Hard at work on your novel? Angling for a book deal? Well now there’s another place online where you can share your wise words with others. Movellas is a Danish based start up that has expanded its offering to include English language books. The format is simple – you write your novel – or at least part of it – upload it to the site and then share it with others on the site as well letting all your friends know via Twitter and Facebook.
It is not a new idea. In fact you can also upload your wise words to Figment, Protagonize, WeBook and WritersCafe too. Or there’s also Amazon’s self-publishing options too and Lulu also has an ebook facility.
The big question though is whether publishing your book online or creating an ebook will ever mean that your book is read by more than just a few like-minded literary fans. There are of course some very high profile examples of authors who hit the big time after self-publishing. Amanda Hocking’s sold millions of ebook via Amazon which ultimately lead to her securing a big money deal with an established publisher. Similarly thriller writer John Locke recently announced he had sold over a million ebooks via Amazon and then produced another ebook, How I Sold 1 Million eBooks, to explain how he did it.

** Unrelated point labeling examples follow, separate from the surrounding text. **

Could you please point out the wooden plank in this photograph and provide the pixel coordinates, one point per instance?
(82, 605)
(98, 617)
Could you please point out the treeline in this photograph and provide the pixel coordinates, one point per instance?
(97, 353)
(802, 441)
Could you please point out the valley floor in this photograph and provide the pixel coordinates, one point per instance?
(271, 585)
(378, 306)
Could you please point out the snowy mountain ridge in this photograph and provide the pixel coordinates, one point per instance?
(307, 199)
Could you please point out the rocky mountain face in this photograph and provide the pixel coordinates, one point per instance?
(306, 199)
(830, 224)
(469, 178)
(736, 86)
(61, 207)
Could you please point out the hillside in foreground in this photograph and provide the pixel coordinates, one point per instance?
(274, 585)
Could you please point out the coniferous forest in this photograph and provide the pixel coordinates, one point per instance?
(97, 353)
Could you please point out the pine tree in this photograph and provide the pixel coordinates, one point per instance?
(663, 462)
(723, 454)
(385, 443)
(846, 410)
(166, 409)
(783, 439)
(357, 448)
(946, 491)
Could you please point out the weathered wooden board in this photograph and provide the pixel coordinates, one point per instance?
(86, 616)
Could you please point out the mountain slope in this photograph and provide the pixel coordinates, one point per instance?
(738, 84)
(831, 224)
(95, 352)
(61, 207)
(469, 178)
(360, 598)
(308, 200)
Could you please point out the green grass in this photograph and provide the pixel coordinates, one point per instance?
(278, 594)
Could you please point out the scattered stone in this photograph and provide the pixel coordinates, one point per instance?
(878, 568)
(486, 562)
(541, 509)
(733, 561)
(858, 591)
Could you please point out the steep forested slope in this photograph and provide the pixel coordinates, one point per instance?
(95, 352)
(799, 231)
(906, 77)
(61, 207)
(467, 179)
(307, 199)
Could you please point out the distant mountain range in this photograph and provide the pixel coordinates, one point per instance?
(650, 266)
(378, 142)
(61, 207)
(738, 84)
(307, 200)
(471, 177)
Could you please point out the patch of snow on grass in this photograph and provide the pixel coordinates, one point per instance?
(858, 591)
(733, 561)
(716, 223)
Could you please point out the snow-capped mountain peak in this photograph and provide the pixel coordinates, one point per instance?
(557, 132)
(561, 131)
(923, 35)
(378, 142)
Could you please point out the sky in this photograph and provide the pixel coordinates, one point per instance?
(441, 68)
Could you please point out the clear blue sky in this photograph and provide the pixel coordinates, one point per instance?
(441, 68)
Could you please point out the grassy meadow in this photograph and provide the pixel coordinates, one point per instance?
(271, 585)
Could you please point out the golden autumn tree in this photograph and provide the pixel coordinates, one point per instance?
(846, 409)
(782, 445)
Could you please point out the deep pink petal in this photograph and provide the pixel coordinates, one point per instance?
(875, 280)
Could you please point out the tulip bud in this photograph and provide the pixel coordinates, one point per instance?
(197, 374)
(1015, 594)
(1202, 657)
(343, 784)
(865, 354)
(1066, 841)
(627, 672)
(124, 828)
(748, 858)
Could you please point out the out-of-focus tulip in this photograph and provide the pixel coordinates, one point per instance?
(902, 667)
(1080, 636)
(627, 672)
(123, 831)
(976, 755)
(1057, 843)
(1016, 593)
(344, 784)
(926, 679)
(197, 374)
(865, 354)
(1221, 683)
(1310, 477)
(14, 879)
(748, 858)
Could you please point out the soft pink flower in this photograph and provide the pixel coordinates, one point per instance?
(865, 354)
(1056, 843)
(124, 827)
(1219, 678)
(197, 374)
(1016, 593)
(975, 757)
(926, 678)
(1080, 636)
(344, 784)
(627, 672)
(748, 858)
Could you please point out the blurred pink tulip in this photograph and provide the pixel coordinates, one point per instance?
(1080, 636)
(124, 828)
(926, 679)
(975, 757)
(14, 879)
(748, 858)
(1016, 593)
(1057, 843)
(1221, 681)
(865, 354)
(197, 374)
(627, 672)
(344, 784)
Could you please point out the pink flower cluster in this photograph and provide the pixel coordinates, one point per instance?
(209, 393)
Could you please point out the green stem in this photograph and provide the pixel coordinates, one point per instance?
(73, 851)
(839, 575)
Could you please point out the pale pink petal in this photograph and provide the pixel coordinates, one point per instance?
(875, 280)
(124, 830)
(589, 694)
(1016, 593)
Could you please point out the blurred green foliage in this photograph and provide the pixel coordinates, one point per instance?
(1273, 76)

The bit that must start to worry the publishing industry is the plans of writers like Barry Eisler,who turned down a six-figure contract earlier this year as he felt he would make momnoey and have more flexibility if he published the books himself.
Eisler won’t be the last either. There is something very attractive about not having to pay money to agents and publishers while at the same time not having someone pushing you to finish a book.
Which brings us neatly back to Movellas and its rivals. I do think it could turn into a kind of MySpace for books. That means two positive things. Firstly anyone who has an idea and can string a sentence together can share their content in the same way that bands do/used to do on MySpace, which is great as it gives would be writers a platform for their work. The sites then might yield a few high profile success stories as publishers pick up on new talent. Perhaps more likely will be people developing ideas and then self-publishing successful ebooks.
The book industry not surprisingly remains sceptical about self-publishing. One of the big criticisms of the format is that it negates the opportunity for an editor to brush up the author’s manuscript. This is standard practice within the industry and I am sure that many thousand of novels have been massively improved in this way.
However what about the wisdom of the crowds. Could sites like Movellas mean that readers help shape the work of aspiring novelists? In some ways no one knows better than what is likely to sell and how books can be improved than by people who are likely to buy the books themselves.